# Regression Counterfactual explanation using DiCE

Dataset: California Housing \
Model: Random Forest Regressor

In [17]:
import pandas as pd
from sklearn.datasets import fetch_california_housing
from sklearn.model_selection import train_test_split
from sklearn.pipeline import Pipeline
from sklearn.preprocessing import StandardScaler, OneHotEncoder
from sklearn.compose import ColumnTransformer
from sklearn.ensemble import RandomForestRegressor

import dice_ml
from dice_ml import Dice

housing_data = fetch_california_housing()
X = pd.DataFrame(housing_data.data, columns=housing_data.feature_names)
y = pd.DataFrame(housing_data.target, columns=housing_data.target_names)

X.shape

(20640, 8)

In [20]:
# Split data into train and test
x_train, x_test, y_train, y_test = train_test_split(X,
                                                    y,
                                                    test_size=0.2,
                                                    random_state=0)

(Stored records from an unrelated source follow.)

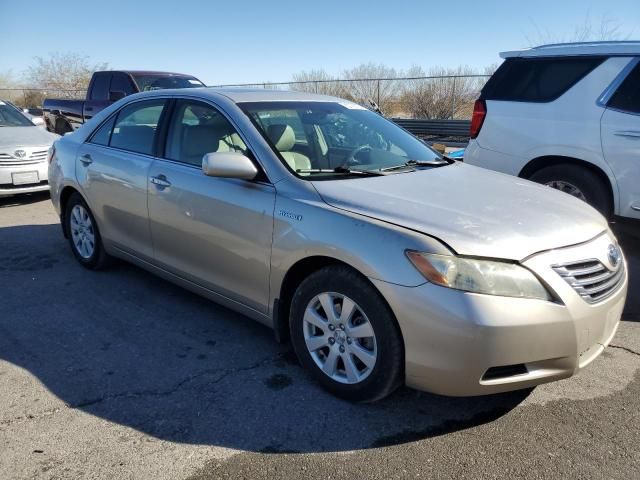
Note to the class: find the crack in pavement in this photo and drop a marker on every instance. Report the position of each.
(626, 349)
(178, 386)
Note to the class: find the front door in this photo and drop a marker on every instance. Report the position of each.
(215, 232)
(620, 127)
(113, 169)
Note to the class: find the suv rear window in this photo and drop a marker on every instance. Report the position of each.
(537, 79)
(627, 97)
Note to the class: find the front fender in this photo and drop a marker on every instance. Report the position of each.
(311, 228)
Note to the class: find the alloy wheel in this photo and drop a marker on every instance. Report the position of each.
(82, 232)
(340, 338)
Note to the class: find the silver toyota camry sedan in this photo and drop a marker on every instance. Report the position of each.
(381, 261)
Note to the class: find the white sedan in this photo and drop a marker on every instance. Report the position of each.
(23, 153)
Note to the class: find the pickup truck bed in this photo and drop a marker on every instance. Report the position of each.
(62, 116)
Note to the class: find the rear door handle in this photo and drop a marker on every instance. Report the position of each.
(160, 181)
(628, 133)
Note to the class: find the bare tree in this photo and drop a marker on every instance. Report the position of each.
(318, 81)
(67, 73)
(447, 93)
(607, 28)
(370, 81)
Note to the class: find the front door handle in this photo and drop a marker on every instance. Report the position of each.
(160, 181)
(628, 133)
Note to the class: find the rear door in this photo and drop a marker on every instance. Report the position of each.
(620, 127)
(113, 168)
(215, 232)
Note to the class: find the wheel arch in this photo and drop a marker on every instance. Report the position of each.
(543, 161)
(65, 194)
(296, 274)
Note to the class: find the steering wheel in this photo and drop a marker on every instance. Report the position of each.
(351, 159)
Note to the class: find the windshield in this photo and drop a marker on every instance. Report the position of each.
(325, 136)
(159, 82)
(11, 117)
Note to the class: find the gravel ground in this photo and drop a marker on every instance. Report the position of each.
(118, 374)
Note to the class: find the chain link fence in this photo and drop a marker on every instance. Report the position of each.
(33, 97)
(435, 97)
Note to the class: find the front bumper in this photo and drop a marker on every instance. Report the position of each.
(453, 338)
(6, 178)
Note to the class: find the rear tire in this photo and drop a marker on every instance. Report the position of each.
(577, 181)
(357, 356)
(83, 234)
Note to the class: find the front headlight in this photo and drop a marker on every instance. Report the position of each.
(480, 276)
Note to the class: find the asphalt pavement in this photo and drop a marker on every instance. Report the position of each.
(119, 374)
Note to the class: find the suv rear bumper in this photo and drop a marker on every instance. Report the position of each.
(474, 154)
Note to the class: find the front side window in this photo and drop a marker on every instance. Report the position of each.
(197, 129)
(12, 117)
(100, 86)
(627, 97)
(311, 136)
(135, 126)
(121, 83)
(103, 134)
(537, 79)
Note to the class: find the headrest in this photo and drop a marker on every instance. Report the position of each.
(282, 136)
(201, 138)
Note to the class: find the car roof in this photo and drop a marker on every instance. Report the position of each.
(149, 72)
(239, 95)
(618, 48)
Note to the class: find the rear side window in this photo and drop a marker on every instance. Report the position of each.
(100, 86)
(627, 97)
(135, 127)
(537, 79)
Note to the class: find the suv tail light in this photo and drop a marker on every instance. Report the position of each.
(479, 114)
(51, 153)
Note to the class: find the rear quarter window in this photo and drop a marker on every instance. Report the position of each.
(537, 79)
(627, 97)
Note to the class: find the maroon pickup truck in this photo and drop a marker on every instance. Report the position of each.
(62, 116)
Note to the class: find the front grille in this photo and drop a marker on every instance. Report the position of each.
(11, 186)
(39, 155)
(591, 279)
(32, 158)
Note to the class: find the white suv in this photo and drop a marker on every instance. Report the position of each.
(567, 116)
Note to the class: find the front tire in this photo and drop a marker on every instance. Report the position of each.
(578, 182)
(345, 335)
(83, 234)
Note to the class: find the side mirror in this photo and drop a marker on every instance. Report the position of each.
(116, 95)
(228, 165)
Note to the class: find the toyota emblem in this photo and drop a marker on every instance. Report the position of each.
(614, 256)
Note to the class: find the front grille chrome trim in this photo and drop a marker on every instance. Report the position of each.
(591, 279)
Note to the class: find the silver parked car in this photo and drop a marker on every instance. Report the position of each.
(23, 152)
(383, 262)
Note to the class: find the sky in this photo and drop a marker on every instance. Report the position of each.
(256, 41)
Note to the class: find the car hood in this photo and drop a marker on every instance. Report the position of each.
(474, 211)
(11, 137)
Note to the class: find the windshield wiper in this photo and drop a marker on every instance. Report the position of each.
(340, 169)
(416, 163)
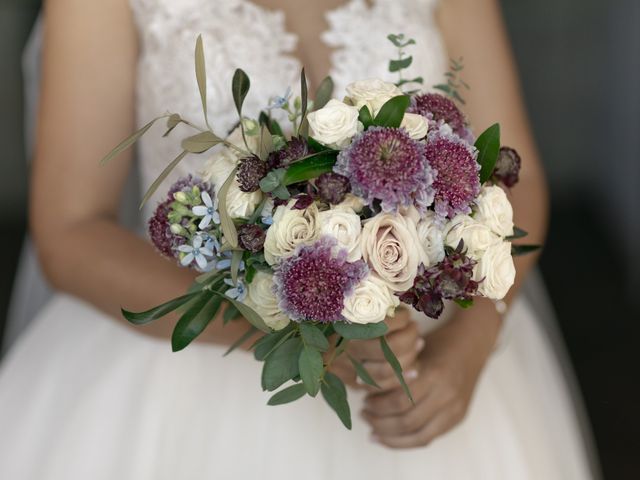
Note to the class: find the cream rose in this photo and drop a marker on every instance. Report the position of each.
(371, 302)
(391, 247)
(495, 271)
(415, 125)
(494, 210)
(344, 225)
(335, 124)
(217, 170)
(290, 228)
(372, 92)
(261, 297)
(477, 236)
(431, 237)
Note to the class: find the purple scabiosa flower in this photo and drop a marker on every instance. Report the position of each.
(386, 164)
(313, 283)
(450, 279)
(251, 237)
(507, 169)
(332, 187)
(160, 231)
(437, 108)
(250, 171)
(457, 179)
(294, 149)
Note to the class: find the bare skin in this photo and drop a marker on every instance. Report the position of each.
(87, 106)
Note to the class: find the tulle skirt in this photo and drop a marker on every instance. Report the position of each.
(84, 397)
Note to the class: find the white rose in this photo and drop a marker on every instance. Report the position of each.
(216, 171)
(391, 247)
(352, 202)
(262, 298)
(494, 210)
(431, 237)
(372, 92)
(371, 302)
(344, 225)
(495, 271)
(477, 236)
(290, 228)
(415, 125)
(335, 124)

continuous_features_housing = housing_data.feature_names
categorical_features = x_train.columns.difference(continuous_features_housing)

# We create the preprocessing pipelines for both numeric and categorical data.
numeric_transformer = Pipeline(steps=[
    ('scaler', StandardScaler())])

categorical_transformer = Pipeline(steps=[
    ('onehot', OneHotEncoder(handle_unknown='ignore'))])

transformations = ColumnTransformer(
    transformers=[
        ('num', numeric_transformer, continuous_features_housing),
        ('cat', categorical_transformer, categorical_features)])

# Append classifier to preprocessing pipeline.
# Now we have a full prediction pipeline.
regr_housing = Pipeline(steps=[('preprocessor', transformations),
                               ('regressor', RandomForestRegressor())])
model_housing = regr_housing.fit(x_train, y_train)

  return fit_method(estimator, *args, **kwargs)


In [24]:
d_housing = dice_ml.Data(dataframe=pd.concat([X,y], axis=1), continuous_features=continuous_features_housing, outcome_name=housing_data.target_names[0])
# We provide the type of model as a parameter (model_type)
m_housing = dice_ml.Model(model=model_housing, backend="sklearn", model_type='regressor')

In [26]:
exp_genetic_housing = dice_ml.Dice(d_housing, m_housing, method="genetic")

In [32]:
# Multiple queries can be given as input at once
query_instances_housing = x_test[3:5]
genetic_housing = exp_genetic_housing.generate_counterfactuals(query_instances_housing,
                                                               total_CFs=2,
                                                               desired_range=[3.0, 5.0])
genetic_housing.visualize_as_dataframe(show_only_changes=True)

100%|██████████| 2/2 [00:01<00:00,  1.57it/s]

Query instance (original outcome : 0.8795899748802185)





Unnamed: 0,MedInc,HouseAge,AveRooms,AveBedrms,Population,AveOccup,Latitude,Longitude,MedHouseVal
0,2.4511,37.0,4.992958,1.316901,390.0,2.746479,33.200001,-115.599998,0.87959



Diverse Counterfactual set (new outcome: [3.0, 5.0])


Unnamed: 0,MedInc,HouseAge,AveRooms,AveBedrms,Population,AveOccup,Latitude,Longitude,MedHouseVal
0,10.3682,-,8.1,1.1,-,2.6,33.61,-117.92,4.986429699999989
0,2.9167,43.0,4.6,1.2,-,1.6,34.01,-118.47,4.175560399999996


Query instance (original outcome : 4.084482669830322)


Unnamed: 0,MedInc,HouseAge,AveRooms,AveBedrms,Population,AveOccup,Latitude,Longitude,MedHouseVal
0,5.0049,25.0,4.319261,1.039578,649.0,1.712401,37.790001,-122.43,4.084483



Diverse Counterfactual set (new outcome: [3.0, 5.0])


Unnamed: 0,MedInc,HouseAge,AveRooms,AveBedrms,Population,AveOccup,Latitude,Longitude,MedHouseVal
0,-,-,4.3,1.0,-,1.7,-,-,-
0,4.7159,-,4.3,1.0,-,0.7,32.54,-124.35,3.7156517999999994


## Explanation
For this example, we restrict the Counterfactual outcomes to [3.0, 5.0] range. \
The counterfactuals genereated from the two samples (x_test[3:5]), do not give a clear picture whether a single feature increse the median house value. However, it shows that Population has no impact on the median house value.